2. First year- worst year: I don’t remember much of the first year because I was a 5 year old and as happy as a clam. I do remember my sweat test and my favorite nurse (which I still see to this day) explaining my pancreatic enzymes could taste like strawberries in my imagination. My mom probably has a different version of the first year: I had just been diagnosed and shortly after, my father was diagnosed with terminal pancreatic cancer. I am sure for my mom this was the most challenging and heartbreaking year of her life. She was and is the best caretaker in all realms of her life.

3. Medication $$$: Medication costs with CF (any chronic disease really) are astronomical. Orkambi, the first medication to treat the cause of CF, retails at $259,000 year- not even kidding. Pulmozyme, an inhaled medication I take twice a day, is $72,000 a year. Of course, I have primary insurance that covers a large portion of these costs but even the co-pays per a month would bankrupt you when you take 18 different medications a day. I am VERY, VERY, VERY thankful I qualify for an adult CF program from the State of Ohio which covers the remaining cost of my medication after my primary insurance. Hospital stays, doctor visit copays, clinical tests, and home IVs are a completely different story. It ain’t cheap being sick, ya’ll.

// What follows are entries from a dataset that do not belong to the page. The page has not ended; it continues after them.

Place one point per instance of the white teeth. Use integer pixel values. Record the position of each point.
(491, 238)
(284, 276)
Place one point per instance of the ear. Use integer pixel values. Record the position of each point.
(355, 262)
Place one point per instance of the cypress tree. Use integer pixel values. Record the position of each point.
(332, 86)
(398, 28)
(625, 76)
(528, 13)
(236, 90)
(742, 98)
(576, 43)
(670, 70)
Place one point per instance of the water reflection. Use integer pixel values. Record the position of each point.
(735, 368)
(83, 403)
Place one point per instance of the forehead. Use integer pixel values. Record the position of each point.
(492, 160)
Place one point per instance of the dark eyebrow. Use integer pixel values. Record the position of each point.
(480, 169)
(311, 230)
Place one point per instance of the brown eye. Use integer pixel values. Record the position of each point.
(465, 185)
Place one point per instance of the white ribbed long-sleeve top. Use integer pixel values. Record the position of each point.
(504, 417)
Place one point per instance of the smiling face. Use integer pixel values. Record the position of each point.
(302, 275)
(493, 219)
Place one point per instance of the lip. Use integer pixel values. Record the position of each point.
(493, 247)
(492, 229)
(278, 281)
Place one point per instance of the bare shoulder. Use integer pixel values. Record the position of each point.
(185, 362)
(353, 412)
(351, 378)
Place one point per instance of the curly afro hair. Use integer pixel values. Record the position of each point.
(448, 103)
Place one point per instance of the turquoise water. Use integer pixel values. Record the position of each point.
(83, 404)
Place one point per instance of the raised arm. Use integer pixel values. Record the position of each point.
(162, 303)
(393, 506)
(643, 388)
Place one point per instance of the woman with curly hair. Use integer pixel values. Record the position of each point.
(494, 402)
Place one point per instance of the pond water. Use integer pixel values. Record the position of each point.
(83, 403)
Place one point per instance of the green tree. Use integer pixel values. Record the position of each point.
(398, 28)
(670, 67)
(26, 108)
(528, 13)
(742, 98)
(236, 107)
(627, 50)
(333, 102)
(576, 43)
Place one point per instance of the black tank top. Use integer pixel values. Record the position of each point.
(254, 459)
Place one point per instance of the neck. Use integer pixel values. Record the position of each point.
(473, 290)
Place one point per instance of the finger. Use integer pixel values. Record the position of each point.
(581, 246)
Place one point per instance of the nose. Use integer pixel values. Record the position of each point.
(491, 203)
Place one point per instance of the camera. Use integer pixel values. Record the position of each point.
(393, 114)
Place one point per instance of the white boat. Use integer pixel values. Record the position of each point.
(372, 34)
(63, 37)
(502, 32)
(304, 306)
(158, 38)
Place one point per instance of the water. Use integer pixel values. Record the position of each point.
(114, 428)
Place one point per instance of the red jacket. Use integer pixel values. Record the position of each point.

4. Illness + hospital admissions: I have lost count of my total admissions over the years, but my first admission was at age 11 for IV antibiotics (which is pretty dang good by CF standards). My longest stay was 41 days in high school. In college, I started “dorm” IVs so that I could continue going to school and reduce my hospital stay to only a weekend. Last year I was on IVs 5 times, which has been my worst year yet. Thankfully, I now bypass the hospital completely and begin IVs at home because my doctor is a rock star and that’s where I am most comfortable.

5. Diet: High-fat, high-protein, high-salt and high-calorie. This is why I am always eating :D.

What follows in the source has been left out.